Tras descartar todas las posibilidades que se me ocurrieron, llegué a un probable culpable: mi perro. Es un bicho curioso, siempre husmeando entre los arbustos durante nuestros paseos. Supongo que rozó unas hojas infestadas de chinches y trajo los huevos a casa sin que me diera cuenta.
Quizás uno de los bichos se le subió al pelaje. Quizás los huevos se le pegaron. Sea cual sea el camino, encontraron el camino al único lugar que se supone es mi santuario.
Preocupaciones de salud y una visita al médico
En cuanto descubrí que eran huevos de insectos, me asaltó otra preocupación. ¿Y si me habían picado? ¿Y si estos bichos portaban bacterias, o algo peor?

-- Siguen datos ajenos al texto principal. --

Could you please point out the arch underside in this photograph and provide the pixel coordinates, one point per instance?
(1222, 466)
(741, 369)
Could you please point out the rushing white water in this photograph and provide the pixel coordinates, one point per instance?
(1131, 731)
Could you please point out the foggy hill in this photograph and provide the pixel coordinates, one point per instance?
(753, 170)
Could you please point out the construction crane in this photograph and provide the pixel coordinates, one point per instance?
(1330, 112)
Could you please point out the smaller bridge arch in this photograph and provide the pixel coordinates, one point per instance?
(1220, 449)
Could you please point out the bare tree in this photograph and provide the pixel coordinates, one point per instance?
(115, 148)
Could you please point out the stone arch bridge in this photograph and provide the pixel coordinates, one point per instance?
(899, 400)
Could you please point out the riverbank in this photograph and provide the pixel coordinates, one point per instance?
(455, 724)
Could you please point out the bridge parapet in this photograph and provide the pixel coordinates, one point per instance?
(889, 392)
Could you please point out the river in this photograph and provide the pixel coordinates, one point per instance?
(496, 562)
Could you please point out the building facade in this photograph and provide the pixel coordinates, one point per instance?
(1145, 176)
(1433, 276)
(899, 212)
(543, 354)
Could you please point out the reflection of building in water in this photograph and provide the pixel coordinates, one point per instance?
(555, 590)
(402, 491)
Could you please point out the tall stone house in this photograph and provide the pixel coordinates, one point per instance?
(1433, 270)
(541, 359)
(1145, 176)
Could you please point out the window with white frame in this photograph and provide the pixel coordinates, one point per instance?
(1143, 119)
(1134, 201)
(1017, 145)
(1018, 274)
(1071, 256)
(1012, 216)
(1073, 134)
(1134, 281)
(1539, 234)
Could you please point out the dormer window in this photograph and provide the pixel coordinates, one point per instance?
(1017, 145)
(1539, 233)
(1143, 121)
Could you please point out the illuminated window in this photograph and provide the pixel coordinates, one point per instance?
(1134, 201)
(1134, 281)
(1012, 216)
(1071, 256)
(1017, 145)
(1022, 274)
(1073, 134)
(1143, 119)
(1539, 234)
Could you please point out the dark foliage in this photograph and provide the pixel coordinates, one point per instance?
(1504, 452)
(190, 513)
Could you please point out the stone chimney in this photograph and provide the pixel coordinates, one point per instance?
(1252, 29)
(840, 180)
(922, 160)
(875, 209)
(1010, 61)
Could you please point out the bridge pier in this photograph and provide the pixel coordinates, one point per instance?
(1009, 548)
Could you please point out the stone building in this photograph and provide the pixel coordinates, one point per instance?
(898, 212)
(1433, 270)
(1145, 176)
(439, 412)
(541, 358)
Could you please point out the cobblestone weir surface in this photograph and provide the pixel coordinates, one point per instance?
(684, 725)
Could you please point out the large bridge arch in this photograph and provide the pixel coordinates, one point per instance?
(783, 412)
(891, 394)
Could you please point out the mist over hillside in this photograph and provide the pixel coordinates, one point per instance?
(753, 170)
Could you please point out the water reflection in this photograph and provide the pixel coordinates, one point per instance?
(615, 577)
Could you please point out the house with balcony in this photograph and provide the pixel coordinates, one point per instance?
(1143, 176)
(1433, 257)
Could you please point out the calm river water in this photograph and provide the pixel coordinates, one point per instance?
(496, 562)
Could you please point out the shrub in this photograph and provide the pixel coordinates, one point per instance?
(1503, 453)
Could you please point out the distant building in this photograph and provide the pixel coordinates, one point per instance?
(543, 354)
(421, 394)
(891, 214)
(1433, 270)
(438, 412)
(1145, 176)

No quería arriesgarme. Pedí cita con mi médico el mismo día. Tras una revisión exhaustiva y algunas pruebas de precaución, me dieron el visto bueno. No tenía picaduras, ni infecciones, y por suerte, tampoco riesgos a largo plazo.
Aun así, el miedo persistía. No podía dejar de pensar en lo que podría haber pasado si no hubiera visto esos huevos o si me hubiera dado la vuelta sobre ellos mientras dormía.